A resume, as you probably know, is a document that describes your education, work experience, and skills. You usually give a print or electronic copy to people when you're looking for a job. We'll get back to that topic in Chapter 15 on careers.

Here's another self-deprecating Buffett quote from his 1987 Chairman's Letter to Berkshire Shareholders:

“It must be noted that your Chairman, always a quick study, required only 20 years to recognize how important it was to buy good businesses. In the interim, I searched for ‘bargains’—and had the misfortune to find some. My punishment was an education in the economics of short-line farm implement manufacturers, third-place department stores, and New England textile manufacturers.”

You get the point(s). Buffett is a funny guy who doesn't take himself too seriously, despite his almost unfathomable success, and that's one of the reasons why people like him so much. This gets us to our ninth Tip.
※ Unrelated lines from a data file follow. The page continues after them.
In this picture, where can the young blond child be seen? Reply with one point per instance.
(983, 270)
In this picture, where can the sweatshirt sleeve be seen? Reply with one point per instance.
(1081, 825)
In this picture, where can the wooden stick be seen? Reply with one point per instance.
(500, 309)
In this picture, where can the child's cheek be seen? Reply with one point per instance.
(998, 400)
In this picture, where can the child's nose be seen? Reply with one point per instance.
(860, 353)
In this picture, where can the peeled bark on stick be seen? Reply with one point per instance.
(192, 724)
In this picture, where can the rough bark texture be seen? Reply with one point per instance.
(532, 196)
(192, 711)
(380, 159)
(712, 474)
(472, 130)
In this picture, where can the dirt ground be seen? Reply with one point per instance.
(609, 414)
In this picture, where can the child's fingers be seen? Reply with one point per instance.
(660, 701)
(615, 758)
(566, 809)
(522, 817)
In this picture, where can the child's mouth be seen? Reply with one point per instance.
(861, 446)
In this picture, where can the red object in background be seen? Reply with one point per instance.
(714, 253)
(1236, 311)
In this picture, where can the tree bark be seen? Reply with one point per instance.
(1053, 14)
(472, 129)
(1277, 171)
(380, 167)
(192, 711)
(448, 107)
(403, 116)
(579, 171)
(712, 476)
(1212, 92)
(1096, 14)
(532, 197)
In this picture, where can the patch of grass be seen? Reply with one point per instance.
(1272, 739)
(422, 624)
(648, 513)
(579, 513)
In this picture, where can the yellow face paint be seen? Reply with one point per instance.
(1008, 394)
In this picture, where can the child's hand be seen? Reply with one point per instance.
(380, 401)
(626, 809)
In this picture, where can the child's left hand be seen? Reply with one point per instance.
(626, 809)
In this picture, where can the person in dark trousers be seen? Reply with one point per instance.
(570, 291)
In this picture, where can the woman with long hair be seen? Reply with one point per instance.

Buffett's Lasting Legacy: Philanthropy

Buffett is donating more than 99% of his money to philanthropic organizations. To us, at least, that proves that his quest for becoming the richest person in the world was about the love of his work and not about the money. A generation or two from now, people may remember him more for his philanthropic work than for his investment prowess. It may sound hard to believe, but many people know Bill Gates today as a person who runs the Gates foundation, rather than as the co-founder of Microsoft.

The point is Buffett didn't become rich to purchase a lot of bling. That's not how he rolls. Buffett said, “If you're in the luckiest 1% of humanity, you owe it to the rest of humanity to think about the other 99%.” Buffett gives credit to his father and his first wife, Susan or Susie, for having the biggest impacts on his character and ethics. Howard Buffett was a man of such high integrity that when he served in Congress, he refused to accept an increase in his pay, since he claimed he was voted in at the lower rate.
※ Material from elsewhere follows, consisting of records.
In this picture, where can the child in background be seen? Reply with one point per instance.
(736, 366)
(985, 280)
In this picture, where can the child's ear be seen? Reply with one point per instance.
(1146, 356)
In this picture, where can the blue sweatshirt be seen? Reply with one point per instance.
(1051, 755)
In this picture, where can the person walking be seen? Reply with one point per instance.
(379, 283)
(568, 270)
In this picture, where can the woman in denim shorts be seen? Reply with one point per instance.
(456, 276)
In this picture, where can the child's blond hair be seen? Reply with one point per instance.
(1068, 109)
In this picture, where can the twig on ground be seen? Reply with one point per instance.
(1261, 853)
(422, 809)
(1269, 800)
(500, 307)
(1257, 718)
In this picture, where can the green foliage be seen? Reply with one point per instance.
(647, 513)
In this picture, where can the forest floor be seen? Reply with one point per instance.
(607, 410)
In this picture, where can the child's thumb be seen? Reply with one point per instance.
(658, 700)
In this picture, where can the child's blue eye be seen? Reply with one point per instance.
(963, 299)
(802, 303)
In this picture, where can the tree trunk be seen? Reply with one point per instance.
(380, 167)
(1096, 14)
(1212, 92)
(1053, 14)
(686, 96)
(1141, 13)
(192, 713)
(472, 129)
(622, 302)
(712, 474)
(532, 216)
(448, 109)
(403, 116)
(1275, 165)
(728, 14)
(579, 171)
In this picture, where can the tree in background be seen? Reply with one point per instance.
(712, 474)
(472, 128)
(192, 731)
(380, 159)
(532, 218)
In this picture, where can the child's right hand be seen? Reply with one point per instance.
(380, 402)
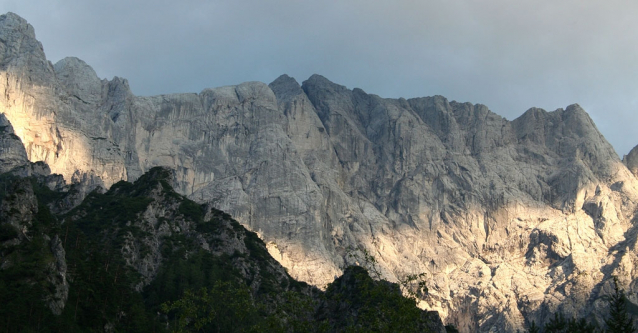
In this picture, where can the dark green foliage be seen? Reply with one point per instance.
(7, 232)
(619, 320)
(192, 210)
(179, 274)
(533, 328)
(197, 290)
(357, 303)
(559, 324)
(224, 307)
(451, 329)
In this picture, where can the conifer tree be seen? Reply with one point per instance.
(619, 320)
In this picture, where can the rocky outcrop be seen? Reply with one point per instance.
(12, 152)
(511, 220)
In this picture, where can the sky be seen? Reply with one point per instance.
(510, 55)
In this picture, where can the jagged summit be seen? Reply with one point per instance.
(528, 213)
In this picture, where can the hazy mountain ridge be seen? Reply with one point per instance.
(510, 219)
(116, 261)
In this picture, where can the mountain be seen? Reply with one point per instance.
(142, 258)
(511, 221)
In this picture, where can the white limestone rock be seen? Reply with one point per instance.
(511, 220)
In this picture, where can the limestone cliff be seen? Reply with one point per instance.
(511, 220)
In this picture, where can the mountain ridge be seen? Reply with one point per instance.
(425, 184)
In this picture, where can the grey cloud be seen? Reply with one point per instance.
(509, 55)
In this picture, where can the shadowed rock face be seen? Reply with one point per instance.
(511, 220)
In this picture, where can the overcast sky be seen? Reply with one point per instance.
(507, 54)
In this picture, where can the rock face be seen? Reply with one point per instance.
(511, 220)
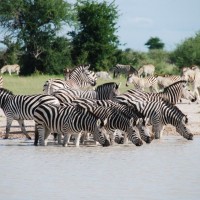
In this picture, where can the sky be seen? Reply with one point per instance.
(171, 20)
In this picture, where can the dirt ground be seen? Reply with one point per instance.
(191, 110)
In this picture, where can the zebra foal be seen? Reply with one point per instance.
(68, 120)
(21, 107)
(116, 120)
(160, 114)
(128, 111)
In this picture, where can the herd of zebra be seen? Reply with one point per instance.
(69, 111)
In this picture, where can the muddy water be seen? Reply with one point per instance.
(165, 169)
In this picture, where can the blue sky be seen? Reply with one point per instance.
(170, 20)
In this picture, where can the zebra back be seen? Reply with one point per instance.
(1, 81)
(79, 77)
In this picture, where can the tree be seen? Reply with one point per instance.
(187, 53)
(34, 23)
(95, 41)
(154, 43)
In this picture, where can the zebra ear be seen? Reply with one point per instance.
(101, 123)
(146, 121)
(118, 85)
(132, 122)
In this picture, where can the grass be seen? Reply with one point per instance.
(27, 85)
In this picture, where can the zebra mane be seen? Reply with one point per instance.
(108, 84)
(176, 83)
(6, 90)
(169, 105)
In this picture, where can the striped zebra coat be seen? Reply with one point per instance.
(68, 120)
(104, 91)
(21, 107)
(123, 69)
(128, 111)
(149, 82)
(160, 114)
(1, 81)
(172, 94)
(80, 77)
(116, 120)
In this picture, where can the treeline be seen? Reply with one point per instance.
(48, 36)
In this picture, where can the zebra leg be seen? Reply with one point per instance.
(8, 125)
(36, 136)
(66, 139)
(59, 138)
(125, 138)
(21, 123)
(77, 139)
(41, 131)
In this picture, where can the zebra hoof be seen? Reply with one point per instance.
(106, 144)
(139, 143)
(190, 137)
(148, 141)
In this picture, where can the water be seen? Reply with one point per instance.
(165, 169)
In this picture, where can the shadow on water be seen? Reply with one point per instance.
(165, 169)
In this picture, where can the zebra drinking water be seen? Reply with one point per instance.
(21, 107)
(160, 114)
(129, 111)
(116, 120)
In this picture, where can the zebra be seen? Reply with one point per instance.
(123, 69)
(68, 120)
(10, 69)
(141, 83)
(79, 77)
(21, 107)
(172, 94)
(166, 80)
(1, 81)
(160, 114)
(104, 91)
(129, 111)
(116, 120)
(147, 70)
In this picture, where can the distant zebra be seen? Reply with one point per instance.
(1, 81)
(164, 81)
(68, 120)
(129, 111)
(116, 120)
(104, 91)
(21, 107)
(80, 77)
(10, 69)
(149, 82)
(172, 94)
(160, 114)
(123, 69)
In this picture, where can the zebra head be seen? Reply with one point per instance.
(183, 130)
(100, 134)
(89, 77)
(133, 133)
(129, 79)
(144, 130)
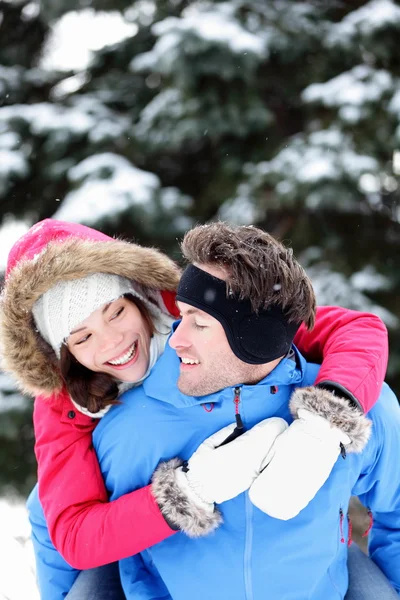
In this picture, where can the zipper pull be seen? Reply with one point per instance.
(239, 429)
(236, 400)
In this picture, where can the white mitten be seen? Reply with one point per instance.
(298, 465)
(217, 474)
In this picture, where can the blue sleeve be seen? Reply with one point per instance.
(379, 485)
(54, 576)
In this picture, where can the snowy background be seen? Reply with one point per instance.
(142, 118)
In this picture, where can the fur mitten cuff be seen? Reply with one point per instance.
(337, 411)
(178, 507)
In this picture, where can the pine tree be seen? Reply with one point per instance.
(281, 113)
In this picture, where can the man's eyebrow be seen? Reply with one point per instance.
(106, 307)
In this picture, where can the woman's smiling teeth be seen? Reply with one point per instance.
(122, 360)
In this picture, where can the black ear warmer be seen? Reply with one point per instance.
(254, 338)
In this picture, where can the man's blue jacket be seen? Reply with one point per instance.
(251, 556)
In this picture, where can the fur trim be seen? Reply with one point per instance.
(337, 411)
(176, 506)
(71, 259)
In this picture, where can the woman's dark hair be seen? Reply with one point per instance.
(91, 390)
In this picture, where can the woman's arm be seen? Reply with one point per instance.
(353, 349)
(87, 529)
(48, 561)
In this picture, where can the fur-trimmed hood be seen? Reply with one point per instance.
(78, 252)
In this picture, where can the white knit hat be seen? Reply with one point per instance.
(68, 303)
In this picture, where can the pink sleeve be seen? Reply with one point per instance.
(353, 348)
(84, 526)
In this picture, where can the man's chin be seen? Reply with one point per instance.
(189, 388)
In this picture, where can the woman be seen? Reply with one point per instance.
(53, 253)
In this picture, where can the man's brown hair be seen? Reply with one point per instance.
(258, 267)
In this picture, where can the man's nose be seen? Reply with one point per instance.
(179, 338)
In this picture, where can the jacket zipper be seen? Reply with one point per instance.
(236, 400)
(239, 429)
(248, 586)
(248, 546)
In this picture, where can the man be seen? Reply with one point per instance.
(242, 299)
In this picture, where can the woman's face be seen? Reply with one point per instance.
(114, 339)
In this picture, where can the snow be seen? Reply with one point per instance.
(365, 21)
(90, 30)
(85, 116)
(333, 288)
(322, 156)
(10, 231)
(109, 184)
(241, 210)
(208, 23)
(369, 280)
(16, 553)
(356, 87)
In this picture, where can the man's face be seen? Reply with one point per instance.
(207, 361)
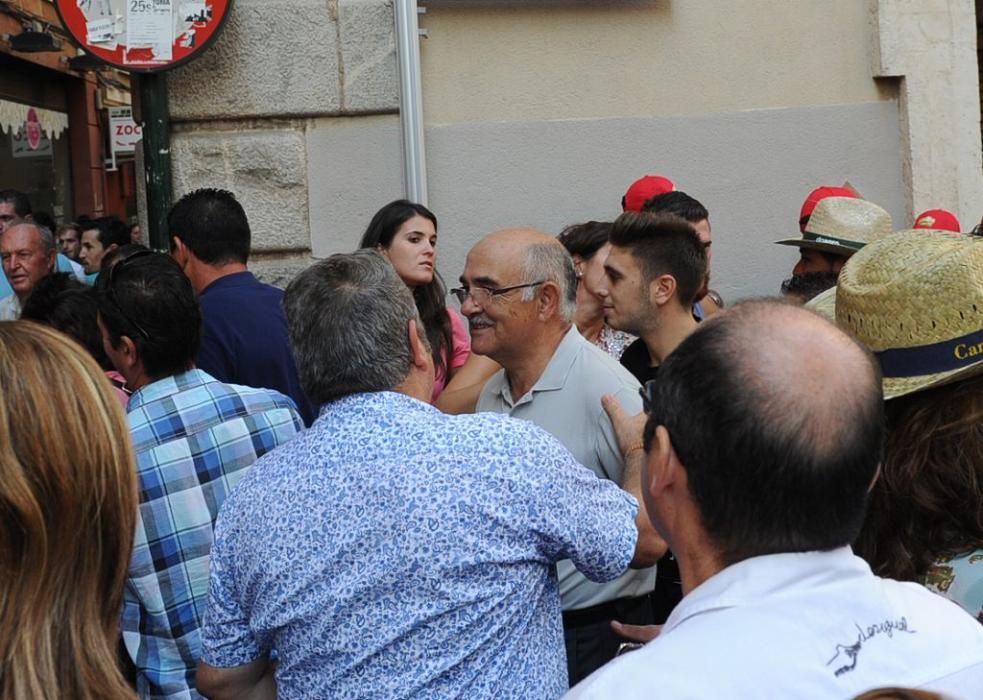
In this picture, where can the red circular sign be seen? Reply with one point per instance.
(144, 35)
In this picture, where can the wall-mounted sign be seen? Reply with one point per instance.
(123, 131)
(143, 35)
(21, 146)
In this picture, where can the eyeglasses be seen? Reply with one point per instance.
(647, 392)
(113, 269)
(481, 295)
Buffett's wife Susan was involved in numerous charities and supported the civil rights movement in the 1960s, which fought for equal rights for all Americans. In one of Buffett's best-known charity activities, he auctions off a lunch each year for the Glide Foundation of San Francisco. People bid in an auction with the winning prize resulting in a lunch date with Buffett. The winning bid has sometimes exceeded $4.5 million! That is one expensive lunch! Susan Buffett was the one who brought the Glide Foundation to Buffett's attention. And we mentioned Buffett working with Bill Gates on the Giving Pledge, whereby trillions of dollars will eventually be donated to philanthropic activities.

If you are not financially rich, there are still many things you can do for charity that don't involve money. They might involve giving your time, labor, or heart (not literally!). On one of John's trips with college students to see Buffett, he presented Buffett with a card where each person pledged to do something for charity. It was a “thank you” gift for Buffett, for taking the time to host them. His response after getting the card? “That was the best thing you could have done for me.” We'll cover the topics of charity and philanthropy in our last chapter, Chapter 16, but let's begin to close this chapter with its final Tip.

So that's an intro to Warren Buffett and some fundamental tips on financial literacy and life to get the ball, or book, rolling. Welcome aboard!